CHARLOTTE — In the month of March, the staff of the Refugee Resettlement Office at Catholic Social Services welcomed ten families of refugees and five individual refugees at Charlotte-Douglas International Airport.
These fathers and mothers, sons and daughters, and even one infant fled their homelands because of a "well-founded" fear of persecution based on race, religion, nationality, political beliefs or membership in a particular social group. They are given sanctuary in dioceses including Charlotte as part of a collaboration between the U.S. Conference of Catholic Bishops and the U.S. State Department.
Pictured: A family from Burma arrives at the Charlotte-Douglas International Airport. (Photo provided by Catholic Social Services)
Most refugees who come to the Charlotte diocese are resettled from camps outside their home countries because of violence and political unrest. They are Bhutanese and Burmese, Russian and Cuban, and they have come to Charlotte to start new lives.
Their first stop after leaving the Charlotte airport is an apartment arranged for and furnished by Refugee Resettlement Office staff. For many, it is the first real home they have known.
With 34 refugees newly settled in Charlotte, it may seem like March has been a busy month. Before the end of April, however, another 25 refugees are expected to arrive, and the office maintains active support of close to 200 refugees on an ongoing basis.
"Most people have no idea how many refugees are being settled and served through this office," said Cira Ponce, director of the Refugee Resettlement Office.
The Refugee Resettlement Office receives between 300-350 refugees in Charlotte annually. Since its inception in 1975, the office has resettled more than 10,705 refugees representing 27 nationalities.
"The state of North Carolina is 16th in the nation in terms of refugees resettled here," Ponce added.
The Refugee Resettlement Office provides a wide array of services to refugees including assistance with housing, social services, health care, school registration, and community and cultural orientation. The office also provides employment assistance, referral for English language classes, interpretation services and transportation to initial appointments.
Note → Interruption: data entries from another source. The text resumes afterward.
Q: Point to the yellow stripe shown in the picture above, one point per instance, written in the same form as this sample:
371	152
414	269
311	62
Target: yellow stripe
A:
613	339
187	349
In addition, the Refugee Resettlement Office began a youth program in 2006 for refugee children which offers tutoring, afterschool activities and field trips.
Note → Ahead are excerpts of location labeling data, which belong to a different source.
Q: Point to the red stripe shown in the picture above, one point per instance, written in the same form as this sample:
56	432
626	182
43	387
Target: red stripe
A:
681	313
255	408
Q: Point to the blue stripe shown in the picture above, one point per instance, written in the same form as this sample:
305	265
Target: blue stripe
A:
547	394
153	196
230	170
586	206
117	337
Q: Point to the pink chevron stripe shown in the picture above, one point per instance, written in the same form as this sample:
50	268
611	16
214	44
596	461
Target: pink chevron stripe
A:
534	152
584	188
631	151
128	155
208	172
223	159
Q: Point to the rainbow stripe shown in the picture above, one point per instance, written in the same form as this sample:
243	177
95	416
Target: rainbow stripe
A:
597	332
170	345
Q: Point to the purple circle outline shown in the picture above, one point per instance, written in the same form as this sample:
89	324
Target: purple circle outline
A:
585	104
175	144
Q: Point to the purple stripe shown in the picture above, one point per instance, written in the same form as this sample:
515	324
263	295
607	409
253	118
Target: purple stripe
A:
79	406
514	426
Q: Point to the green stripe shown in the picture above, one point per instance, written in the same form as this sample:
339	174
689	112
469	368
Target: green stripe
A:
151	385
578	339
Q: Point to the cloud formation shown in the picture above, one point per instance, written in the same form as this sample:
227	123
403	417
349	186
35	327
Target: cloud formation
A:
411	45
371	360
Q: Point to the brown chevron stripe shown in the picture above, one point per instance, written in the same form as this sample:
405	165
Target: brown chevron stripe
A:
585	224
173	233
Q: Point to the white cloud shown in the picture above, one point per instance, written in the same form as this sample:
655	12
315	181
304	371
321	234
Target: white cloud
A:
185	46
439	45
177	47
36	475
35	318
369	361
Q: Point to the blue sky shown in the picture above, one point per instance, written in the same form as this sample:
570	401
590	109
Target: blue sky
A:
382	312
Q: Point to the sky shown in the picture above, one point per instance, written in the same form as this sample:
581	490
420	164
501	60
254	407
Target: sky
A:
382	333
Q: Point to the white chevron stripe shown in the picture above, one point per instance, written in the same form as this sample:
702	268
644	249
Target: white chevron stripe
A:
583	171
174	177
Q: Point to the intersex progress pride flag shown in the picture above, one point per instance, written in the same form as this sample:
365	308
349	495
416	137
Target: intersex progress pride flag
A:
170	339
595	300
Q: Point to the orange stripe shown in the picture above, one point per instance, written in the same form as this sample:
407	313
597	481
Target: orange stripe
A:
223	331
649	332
Ponce knows that community awareness regarding the refugee experience and refugee resettlement efforts of the Refugee Resettlement Office is needed.
"This is why we have initiated the 'Parishes Organized to Welcome Refugees,' or POWR program," she said. "We want to educate our community of faith and other interested groups and individuals of goodwill about the needs of refugees and ways in which we all can work to welcome refugees coming to Charlotte to start a new life."
Through the POWR program, the Refugee Resettlement Office hopes to strengthen and deepen its support of parish and community involvement in refugee resettlement work.
Sandy Buck, a volunteer coordinator with Catholic Social Services, said she believes community awareness is one important aspect of the POWR program.
"We are available to provide presentations to parishes, schools and community groups on topics as varied as Catholic social teaching, the basics of refugee resettlement, and creative ways in which groups can support resettlement efforts," she said. "We want to get the community involved in our work and informing them about our work, and this population is an important first step."
Besides promoting community awareness, the Refugee Resettlement Office is also interested in increasing volunteerism and donations in support of the ministry. They offer a number of volunteer opportunities for groups and individuals.
"We have developed a Refugee Ambassador Program which has volunteers helping us reach out to the community, and we're using volunteers to help refugees with legal issues, to mentor families so as to improve their adjustment to life in Charlotte, and to tutor refugee youth to ease their adjustment in school," Buck said.
Currently volunteers are needed to support the expansion of the Refugee Resettlement Office youth program, to assist in transporting refugees who arrive in Charlotte requiring cancer treatment, and to develop mentoring relationships with newly-arrived refugee families.
Groups such as parishes and clubs are also needed to sponsor refugee apartments using apartment sponsorship kits provided by the Refugee Resettlement Office.
Donations of gently-used furniture and other household items as well as monetary contributions are needed to support resettlement efforts.
Added Ponce, "With more hands on deck and more resources, we can do more for the refugees who come to Charlotte to find safety and freedom. This is important work that deserves our attention."
Tracy Winsor is a volunteer coordinator with Catholic Social Services. The next article in this series will profile a volunteer refugee mentor working with the Refugee Resettlement Office who lived in Ethiopia and worked for the United Nations High Command for Refugees there.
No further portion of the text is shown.